Глава 1. «Теория малых катастроф»

Меня зовут Лиам, и я практикую теорию малых катастроф. Не тех громких, что рушат жизни, а изящных, контролируемых – тех, что имеют предопределённый эпилог. Жизнь как серия безупречных инсталляций, где ты сам курируешь дату закрытия выставки. Петербург по обмену на год – моя лучшая работа в этом жанре. Город-музей, музей-город, где даже воздух пахнет архивной пылью и ожиданием развязки.

Я приехала реставрировать потолочные розетки в особняке на Фонтанке. Богини с облупившимися щеками, амуры с отбитыми крыльями. Мой контракт, моя виза, мой обратный билет в Ванкувер – у всего чёткий срок годности, аккуратно пропечатанный в документах. Я люблю эту определённость. Она как безупречный левкас – грунт, на котором можно писать что угодно, зная, что в назначенный день всё будет бережно законсервировано.

Сегодня на объекте я встретила его.

Он вошёл в зал без звука, словно не нарушая сложившегося за два века баланса тишины. Русский реставратор. Деревянная скульптура в рабочем комбинезоне, покрытом тончайшей патиной гипса и времени. Алексей. Он не представился – это сделал за него прораб. Он просто кивнул, и в его глазах я прочла то же знакомое мне знание: мы оба здесь временные жильцы. Я – потому что уеду. Он – потому что принадлежит не столько настоящему, сколько прошлому, которое ремонтирует.

«Показываю повреждения», – сказал он голосом, похожим на скрип отпираемой старой двери. Не жди сладких приветствий в городе, где даже дожди идут под наклоном, отмеряя градусы тоски.

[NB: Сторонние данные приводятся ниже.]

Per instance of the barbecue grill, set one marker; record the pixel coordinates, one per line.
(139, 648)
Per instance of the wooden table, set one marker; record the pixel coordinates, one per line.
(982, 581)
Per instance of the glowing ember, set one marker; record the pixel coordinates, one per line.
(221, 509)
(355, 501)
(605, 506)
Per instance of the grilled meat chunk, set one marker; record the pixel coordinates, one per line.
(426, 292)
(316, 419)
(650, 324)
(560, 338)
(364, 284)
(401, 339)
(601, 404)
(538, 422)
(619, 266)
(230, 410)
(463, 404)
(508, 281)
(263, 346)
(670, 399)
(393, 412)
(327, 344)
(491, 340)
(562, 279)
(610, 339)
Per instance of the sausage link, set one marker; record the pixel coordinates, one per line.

Он провёл ладонью по стене, где под слоями краски угадывался контур сбитого барельефа. Движение было не профессиональным, а почти медицинским – как будто он слушал пульс, искал аритмию в сердцевине штукатурки. Его руки. Боже, его руки. Не руки художника – у тех часто изящная, нервная хрупкость. А руки хирурга или плотника: широкие ладони, коротко остриженные ногти с въевшейся глиной, шрамы от резцов и лезвий как топографические карты его молчания. Они знали цену слову – ту высокую цену, после которой предпочитаешь хранить тишину.

«Видите эту трещину?» – его палец остановился на едва заметной линии, бегущей от карниза к полу. Я наклонилась. «Она не от сырости. Это – память.»

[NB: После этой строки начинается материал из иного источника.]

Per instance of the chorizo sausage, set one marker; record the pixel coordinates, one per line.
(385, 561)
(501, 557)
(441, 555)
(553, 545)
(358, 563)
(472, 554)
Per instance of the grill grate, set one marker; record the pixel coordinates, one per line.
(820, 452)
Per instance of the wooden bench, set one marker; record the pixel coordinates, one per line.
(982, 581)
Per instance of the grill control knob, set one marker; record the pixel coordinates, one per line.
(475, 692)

Я подняла бровь. «Память?»

«В сорок первом здесь стояла печка-буржуйка. Тепло, холод, напряжение… Камень запоминает. Эта трещина – шрам от той зимы.» Он оторвал взгляд от стены и впервые посмотрел на меня. Глаза цвета питерского неба перед дождём – свинцово-серые, с отсветом какой-то внутренней влаги. «Левкас девятнадцатого века, – продолжил он, снова касаясь поверхности, – дышит иначе. Он даёт мелкую, паутинную сетку, как морщины на портрете. Подделка трескается грубо, наотмашь. Как ложь.»

И тогда он произнёс это. Не глядя на меня, глядя сквозь стену, сквозь время:

«Здесь живёт время. Его нельзя обмануть. Можно только аккуратно сопровождать.»

Я ненавижу пафос. В моём мире им прикрывают пустоту, как дешёвым левкасом – дыры в гипсокартоне. Но в его устах это не было пафосом. Это был диагноз. Констатация. Приговор, вынесенный нам ещё до того, как мы обменялись первыми словами.

Я – временная. Он – сопровождающий. Я – гостья с обратным билетом. Он – сторож в музее своего города.

В тот момент, стоя в пыльном зале с облупившимися богами, я совершила главный кураторский акт нашей будущей истории. Я назначила финал. Ещё до предисловия. Ещё до первой главы.

Сто дней, – мысленно отмерила я, глядя на его профиль, очерченный тусклым светом из высокого окна. Сто дней интенсивного присутствия. Красиво. Безопасно. Контролируемо.

Он поправил кисть в ведре с раствором, и капли воды упали на пол, оставив тёмные звёзды на известковой пыли. Я наблюдала, как он вытирает ладонь о брюки, медленно, методично. В этом жесте была вся его суть – неторопливая, сосредоточенная, принадлежащая этому месту.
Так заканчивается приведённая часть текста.